Starting at the question, Calista carefully weighed her response. “You have shown me great kindness and love, for which I will always be thankful. Yet, I left my brother and mother in gods know what kind if situation and in need of my aid. It is not even a question of wanting to return home—it’s needing to.” She chuckled caustically. “Not that it matters, either way. I cannot even leave the villa, let alone Atlantis. I would not even know how to depart. All I can do is pray that they are delivered by some other hand than my own.”
Evadne stroked Calista’s head. “Do you think that I did not follow my daughter as far as I could?

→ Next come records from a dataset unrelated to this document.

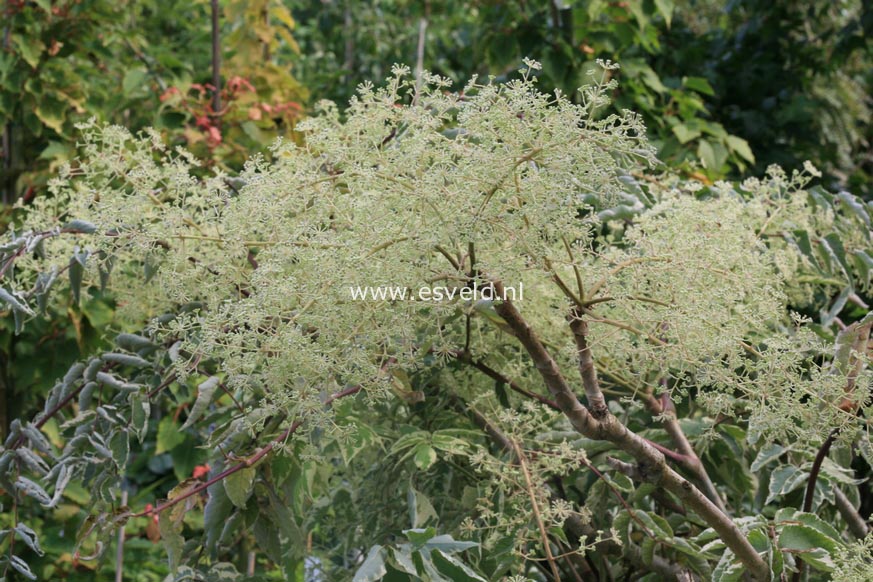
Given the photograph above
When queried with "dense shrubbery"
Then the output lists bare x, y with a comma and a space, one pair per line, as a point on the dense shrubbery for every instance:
683, 390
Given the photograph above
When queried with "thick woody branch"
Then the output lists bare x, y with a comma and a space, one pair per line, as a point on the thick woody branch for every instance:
850, 514
689, 459
596, 401
650, 462
244, 463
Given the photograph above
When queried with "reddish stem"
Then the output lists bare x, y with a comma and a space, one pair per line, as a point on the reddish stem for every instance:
245, 463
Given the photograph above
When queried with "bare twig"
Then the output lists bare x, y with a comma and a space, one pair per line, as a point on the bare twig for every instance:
216, 59
536, 509
853, 519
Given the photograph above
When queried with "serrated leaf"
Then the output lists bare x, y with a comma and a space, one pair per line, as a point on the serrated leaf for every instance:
82, 226
453, 569
373, 567
855, 206
169, 435
204, 397
14, 302
706, 153
239, 485
685, 134
767, 454
810, 545
421, 511
783, 480
741, 147
29, 537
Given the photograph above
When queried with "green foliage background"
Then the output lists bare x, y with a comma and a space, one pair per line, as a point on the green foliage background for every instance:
725, 89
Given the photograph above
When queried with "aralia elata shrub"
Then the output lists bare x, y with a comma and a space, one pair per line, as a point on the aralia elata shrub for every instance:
682, 392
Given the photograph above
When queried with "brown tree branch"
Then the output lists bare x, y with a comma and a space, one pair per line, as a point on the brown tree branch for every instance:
650, 462
243, 464
853, 519
688, 459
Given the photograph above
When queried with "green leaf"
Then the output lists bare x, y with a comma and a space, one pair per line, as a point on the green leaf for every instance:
169, 435
767, 454
740, 147
418, 537
425, 456
856, 206
453, 568
29, 47
218, 509
706, 153
119, 444
448, 545
728, 569
134, 79
14, 302
140, 409
82, 226
785, 479
810, 545
21, 567
699, 84
239, 486
421, 511
665, 7
204, 397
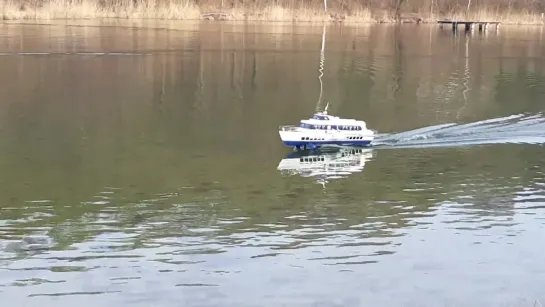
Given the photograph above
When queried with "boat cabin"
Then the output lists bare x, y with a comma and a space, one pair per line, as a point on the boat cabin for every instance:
330, 127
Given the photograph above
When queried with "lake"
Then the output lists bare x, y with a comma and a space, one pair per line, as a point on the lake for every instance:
140, 165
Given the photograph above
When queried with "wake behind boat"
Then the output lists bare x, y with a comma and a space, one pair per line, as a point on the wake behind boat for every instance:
326, 130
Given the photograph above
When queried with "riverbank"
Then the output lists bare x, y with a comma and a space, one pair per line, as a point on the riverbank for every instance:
188, 10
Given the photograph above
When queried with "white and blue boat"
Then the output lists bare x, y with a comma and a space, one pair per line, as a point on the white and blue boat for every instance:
326, 130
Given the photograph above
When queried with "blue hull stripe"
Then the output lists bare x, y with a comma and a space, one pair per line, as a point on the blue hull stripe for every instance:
322, 143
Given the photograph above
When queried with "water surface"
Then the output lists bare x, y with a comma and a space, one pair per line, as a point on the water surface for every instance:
140, 165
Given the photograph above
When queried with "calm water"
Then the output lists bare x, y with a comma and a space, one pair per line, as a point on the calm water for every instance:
143, 167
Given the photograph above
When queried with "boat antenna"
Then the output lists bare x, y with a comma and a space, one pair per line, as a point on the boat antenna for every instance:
321, 69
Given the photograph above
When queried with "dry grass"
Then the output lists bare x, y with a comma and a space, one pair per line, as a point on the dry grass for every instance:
189, 10
505, 17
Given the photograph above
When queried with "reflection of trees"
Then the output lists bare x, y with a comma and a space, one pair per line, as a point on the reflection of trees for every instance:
67, 146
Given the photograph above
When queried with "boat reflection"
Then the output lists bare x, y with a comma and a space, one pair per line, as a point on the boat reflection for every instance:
325, 165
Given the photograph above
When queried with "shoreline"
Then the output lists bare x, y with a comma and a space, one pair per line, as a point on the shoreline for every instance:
91, 9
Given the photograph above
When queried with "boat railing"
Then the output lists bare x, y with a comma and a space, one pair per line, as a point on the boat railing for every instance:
288, 128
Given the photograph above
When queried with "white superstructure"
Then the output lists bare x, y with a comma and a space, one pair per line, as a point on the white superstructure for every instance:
324, 129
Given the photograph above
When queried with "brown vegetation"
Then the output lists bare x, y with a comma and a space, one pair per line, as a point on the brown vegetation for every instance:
506, 11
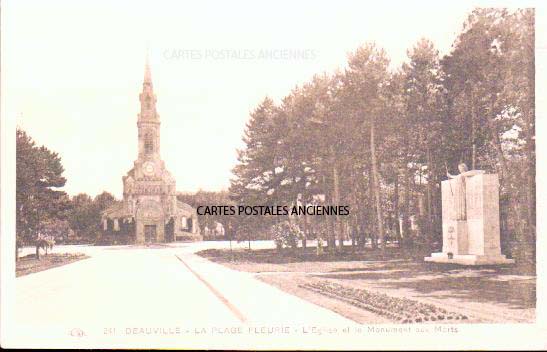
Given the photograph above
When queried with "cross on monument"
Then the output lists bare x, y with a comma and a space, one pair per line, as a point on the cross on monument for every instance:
451, 239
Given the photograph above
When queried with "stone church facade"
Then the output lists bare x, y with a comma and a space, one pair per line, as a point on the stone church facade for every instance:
150, 211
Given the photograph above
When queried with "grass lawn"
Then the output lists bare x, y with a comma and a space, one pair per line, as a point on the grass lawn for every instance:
29, 264
396, 286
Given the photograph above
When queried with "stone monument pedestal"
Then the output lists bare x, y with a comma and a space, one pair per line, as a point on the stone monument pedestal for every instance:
475, 239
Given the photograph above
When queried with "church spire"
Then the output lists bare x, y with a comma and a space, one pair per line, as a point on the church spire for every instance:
147, 97
147, 73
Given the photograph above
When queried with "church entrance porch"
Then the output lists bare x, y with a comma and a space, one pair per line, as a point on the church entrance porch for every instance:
150, 233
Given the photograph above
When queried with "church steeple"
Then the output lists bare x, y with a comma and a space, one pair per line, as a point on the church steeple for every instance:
149, 120
147, 97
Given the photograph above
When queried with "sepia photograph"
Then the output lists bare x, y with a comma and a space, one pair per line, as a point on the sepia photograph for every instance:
293, 175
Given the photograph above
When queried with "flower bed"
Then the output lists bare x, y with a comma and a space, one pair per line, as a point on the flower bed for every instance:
401, 310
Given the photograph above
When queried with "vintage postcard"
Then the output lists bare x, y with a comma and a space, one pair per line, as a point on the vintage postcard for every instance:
294, 175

I saw them send you up. I remember all they did, the words they chanted that opened the dome and let you be assumed into the sea. I could do it again…but I know not if I dare.”
Calista’s heart thudded wildly. “Why would you not?” Her fingers clenched into a tight, anxious fist, her nails biting into the tender skin of her palm.
“I fear them,” Evadne answered directly. “I fear what they would do if they discovered that I had helped you leave them. Would they take away Philyra?”
“Did you not say that you detested the status of nymphs as indolent and impotent creatures?”
Evadne nodded.
“If you helped me leave…you could at last exercise the power of choice that you so longed for.” She looked intently into those eyes that so resembled her own, searching for a positive answer.
After a pause that seemed to span across ages, Evadne said, “I will have to think on it…and it would take at least a month to prepare everything. I would do anything for your happiness,” she added fiercely. “Is this what you want?”
“Very much. Mother.” This woman could never replace Olympia, but Calista had learned to love her and to appreciate the bravery that coursed through her veins. She thought she had inherited that from living with Olympia, but she was only part of the mixture. Evadne was a courageous woman in her own right and it was clear that their resemblance extended past the skin. The fierceness of her affection for Calista resonated with what Calista felt in her own soul for Olympia, Pyp, and yes, Evadne and even Philyra although Calista could not bring herself to fully trust her.
Her hand wrapped in her mother’s, Calista watched life in Atlantis unfold before them.